BURBANK – More than two years after 16-year-old Sammantha Salas was gunned during a string of racially charged gang shootings in Monrovia, jury selection began Wednesday in the trial of two men charged with her murder.
“Well, it’s finally happening,” said Janette Chavez, Salas’ mother.
The teenager was shot to death by two masked gunman in January 2008 as part of what investigators believe was a string of retaliatory shootings between a black and Latino gangs in Monrovia.
Two cousins, 28-year-old Nickelis Blackwell and 24-year-old Rayshawn Blackwell, are accused of shooting Salas to death as she was walking with a friend near her father’s home in unincorporated Monrovia.
Chavez spent Monday waiting for a jury to be picked, and she said that based on the evidence she heard in the preliminary hearing, she hopes that jury convicts both Blackwells of murder.
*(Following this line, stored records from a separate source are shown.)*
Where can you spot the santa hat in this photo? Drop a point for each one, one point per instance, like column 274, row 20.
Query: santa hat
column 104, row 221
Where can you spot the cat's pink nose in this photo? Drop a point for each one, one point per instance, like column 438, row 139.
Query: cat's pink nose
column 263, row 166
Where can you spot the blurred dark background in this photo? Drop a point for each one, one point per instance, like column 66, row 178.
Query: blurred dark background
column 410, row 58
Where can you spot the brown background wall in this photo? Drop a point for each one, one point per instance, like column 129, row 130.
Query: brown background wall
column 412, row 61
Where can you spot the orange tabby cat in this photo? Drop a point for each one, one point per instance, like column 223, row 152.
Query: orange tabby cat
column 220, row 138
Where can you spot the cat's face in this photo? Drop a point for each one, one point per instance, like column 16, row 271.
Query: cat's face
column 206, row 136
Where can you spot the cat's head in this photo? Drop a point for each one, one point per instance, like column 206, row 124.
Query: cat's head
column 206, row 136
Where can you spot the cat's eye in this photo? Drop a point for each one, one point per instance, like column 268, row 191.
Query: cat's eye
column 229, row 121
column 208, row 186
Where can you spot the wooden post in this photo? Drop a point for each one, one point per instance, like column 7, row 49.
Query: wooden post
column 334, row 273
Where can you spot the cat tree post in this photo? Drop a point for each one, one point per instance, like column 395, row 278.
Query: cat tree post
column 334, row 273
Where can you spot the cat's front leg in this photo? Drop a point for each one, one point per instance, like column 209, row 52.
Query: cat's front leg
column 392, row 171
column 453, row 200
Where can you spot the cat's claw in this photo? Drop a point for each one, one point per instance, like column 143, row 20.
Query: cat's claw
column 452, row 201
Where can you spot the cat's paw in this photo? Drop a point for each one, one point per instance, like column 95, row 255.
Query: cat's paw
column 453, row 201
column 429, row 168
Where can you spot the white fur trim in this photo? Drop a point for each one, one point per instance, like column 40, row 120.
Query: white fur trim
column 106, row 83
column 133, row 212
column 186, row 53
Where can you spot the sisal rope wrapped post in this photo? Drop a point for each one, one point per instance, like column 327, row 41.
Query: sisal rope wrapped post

“I want them in prison for the rest of their lives so another family doesn’t have to suffer the loss that we did,” Chavez said.
The trial was moved to Burbank last week because no courtrooms in Pasadena were prepared to handle a case that attorneys believe could last three weeks, prosecutors said.
A witness in the preliminary hearing for the Blackwells said the cousins confessed to the crime the night of the shooting.